Current Knitting/Crocheting
I didn't get a photo, but I was able to add another three big stars and a couple of little stars to the table cloth. That makes 67 stars down and 73 more to go. I will have a photo of my progress in the next blog post.

I also started a new project.

After making about 10 different swatches using Mel and David's alpaca herd yarn, I finally settled on an overall design and stitch pattern for the main body. I've got my gauge, and I started knitting what will be a very warm alpaca jacket this past weekend.

The bottom hem is a simple cable design turned sideways, and the main body stitch pattern is a simple diagonal motif that shows subtly against the ragg color changes in the yarn.

Here's a closeup of the fabric if it helps any.

Readers' Comments/Questions
A number of different readers in Grand Rapids, Portland and Cleveland have been incredibly nice, and offered to meet up or show me a local yarn store or two.

Unfortunately, the time I will actually get to see any of these places is almost nil. I will fly in to arrive at night, sleep in a local hotel, attend an early morning breakfast meeting, present to a group all day, take that group out to dinner, sleep in the hotel and leave early the following morning.

Thank you to all who offered, both in comments and in e-mail. I will be back out to these three locations, but I'm not sure if future visits will be equally as brief.

Tuesday, October 23, 2007

Back To Reality

Or at least, back to work.

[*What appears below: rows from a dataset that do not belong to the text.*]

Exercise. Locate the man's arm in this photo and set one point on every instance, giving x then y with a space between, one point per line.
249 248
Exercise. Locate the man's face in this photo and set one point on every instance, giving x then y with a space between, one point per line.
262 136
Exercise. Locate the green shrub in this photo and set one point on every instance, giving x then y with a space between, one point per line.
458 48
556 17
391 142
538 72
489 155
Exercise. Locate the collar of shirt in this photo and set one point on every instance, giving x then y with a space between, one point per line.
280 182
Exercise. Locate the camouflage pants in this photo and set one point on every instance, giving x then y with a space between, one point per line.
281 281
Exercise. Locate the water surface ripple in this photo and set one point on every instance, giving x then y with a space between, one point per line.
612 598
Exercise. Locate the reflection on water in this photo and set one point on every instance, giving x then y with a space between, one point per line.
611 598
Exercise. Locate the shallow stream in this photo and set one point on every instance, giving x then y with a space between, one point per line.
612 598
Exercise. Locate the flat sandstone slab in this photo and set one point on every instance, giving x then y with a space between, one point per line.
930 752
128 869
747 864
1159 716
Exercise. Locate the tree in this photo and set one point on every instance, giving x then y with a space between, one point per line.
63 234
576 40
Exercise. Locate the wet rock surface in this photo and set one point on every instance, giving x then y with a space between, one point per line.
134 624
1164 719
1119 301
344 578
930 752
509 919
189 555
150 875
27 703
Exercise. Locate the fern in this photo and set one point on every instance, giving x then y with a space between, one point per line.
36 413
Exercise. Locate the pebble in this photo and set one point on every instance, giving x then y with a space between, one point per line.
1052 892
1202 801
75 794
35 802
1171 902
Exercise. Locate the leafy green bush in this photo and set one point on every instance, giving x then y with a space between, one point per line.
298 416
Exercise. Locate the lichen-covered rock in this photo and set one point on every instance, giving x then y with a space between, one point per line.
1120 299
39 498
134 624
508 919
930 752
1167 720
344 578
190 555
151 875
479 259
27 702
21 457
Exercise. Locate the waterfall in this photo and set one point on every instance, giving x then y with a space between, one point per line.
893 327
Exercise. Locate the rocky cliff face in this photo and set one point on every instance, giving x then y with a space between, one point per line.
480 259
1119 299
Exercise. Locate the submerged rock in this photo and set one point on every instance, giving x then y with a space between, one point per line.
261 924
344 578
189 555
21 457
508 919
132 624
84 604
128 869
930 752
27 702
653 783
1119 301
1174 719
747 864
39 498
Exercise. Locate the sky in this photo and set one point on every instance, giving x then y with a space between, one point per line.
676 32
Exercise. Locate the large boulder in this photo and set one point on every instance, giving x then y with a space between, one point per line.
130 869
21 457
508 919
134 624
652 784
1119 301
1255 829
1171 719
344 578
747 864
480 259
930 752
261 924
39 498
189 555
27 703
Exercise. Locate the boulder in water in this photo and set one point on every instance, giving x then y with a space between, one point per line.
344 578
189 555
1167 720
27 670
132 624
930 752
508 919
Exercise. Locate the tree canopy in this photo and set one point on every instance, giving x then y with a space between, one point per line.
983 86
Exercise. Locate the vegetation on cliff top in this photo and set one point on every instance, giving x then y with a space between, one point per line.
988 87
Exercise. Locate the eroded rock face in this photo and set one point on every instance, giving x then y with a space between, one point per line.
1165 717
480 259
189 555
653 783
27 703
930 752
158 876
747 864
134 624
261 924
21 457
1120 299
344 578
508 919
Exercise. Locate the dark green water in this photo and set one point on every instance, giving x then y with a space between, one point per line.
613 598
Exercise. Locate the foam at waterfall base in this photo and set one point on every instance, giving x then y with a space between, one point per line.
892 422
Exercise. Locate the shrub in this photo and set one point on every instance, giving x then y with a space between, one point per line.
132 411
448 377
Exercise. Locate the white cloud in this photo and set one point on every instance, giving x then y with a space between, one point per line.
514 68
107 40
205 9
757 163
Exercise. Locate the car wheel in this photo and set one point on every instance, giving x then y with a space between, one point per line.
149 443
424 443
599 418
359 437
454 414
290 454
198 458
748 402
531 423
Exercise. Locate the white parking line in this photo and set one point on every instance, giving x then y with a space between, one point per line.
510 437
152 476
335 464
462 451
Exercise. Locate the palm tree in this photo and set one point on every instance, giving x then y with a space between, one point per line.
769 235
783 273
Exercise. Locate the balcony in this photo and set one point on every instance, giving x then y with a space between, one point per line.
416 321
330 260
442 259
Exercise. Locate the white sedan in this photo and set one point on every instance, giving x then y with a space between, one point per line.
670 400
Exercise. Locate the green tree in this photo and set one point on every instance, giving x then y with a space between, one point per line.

Like Christmas always did when I was a kid, Rhinebeck went by so quickly, especially after all the anticipation.

Next Few Weeks
This week and the next two will have me traveling quite a bit. I'll be continuing to travel to Wilmington, Delaware each week, but also in the middle of each week, I'll be traveling to Grand Rapids, Michigan, Cleveland, Ohio, and Portland, Oregon.

With all this travel, I'm not quite sure how much time I'll be able to devote to blogging or the knitting/spinning/crocheting that gives me reason to blog.

I'll do what I can to keep up.

Good Cause
Please check out this great idea. It's an auction of designer sweaters from various publications that will benefit Rwanda. If there's anything you can bid on, please do.

Current Knitting/Crocheting
I didn't give a progress report on Monday, but not because of lack of progress.

You'll note, I've added 2 more large stars, and filled in five of the small motifs as well. It's nice when the countdown number of 76 stars left is getting closer to the number already completed. Soon enough, it will be all down hill.

Current Spinning
I finished up the second spool of Corriedale singles, and then double-plied it to get this lovely hank of approximately worsted weight yarn.

This is 426 yards (or 6.2 ounces) of soft, silky, lofty yarn. I started to ply up the remainder of the singles, but didn't finish, so I'll post about progress on more Corriedale next week.

More Stash Purchases - Books
Having had the opportunity to meet Véronik Avery at Rhinebeck, I now definitely want her book, Knitting Classic Style. Based on Carol's no-bull review, I should have already purchased it, but I hadn't. You know it's interesting how getting to know someone's personality, even a little bit, makes me more interested in owning their book.

Sunday, October 21, 2007

Rhinebeck Was A Success

Not only did I get everything I wanted, and a little more, but I got to meet up with friends, meet a few great folks, and overall enjoyed myself.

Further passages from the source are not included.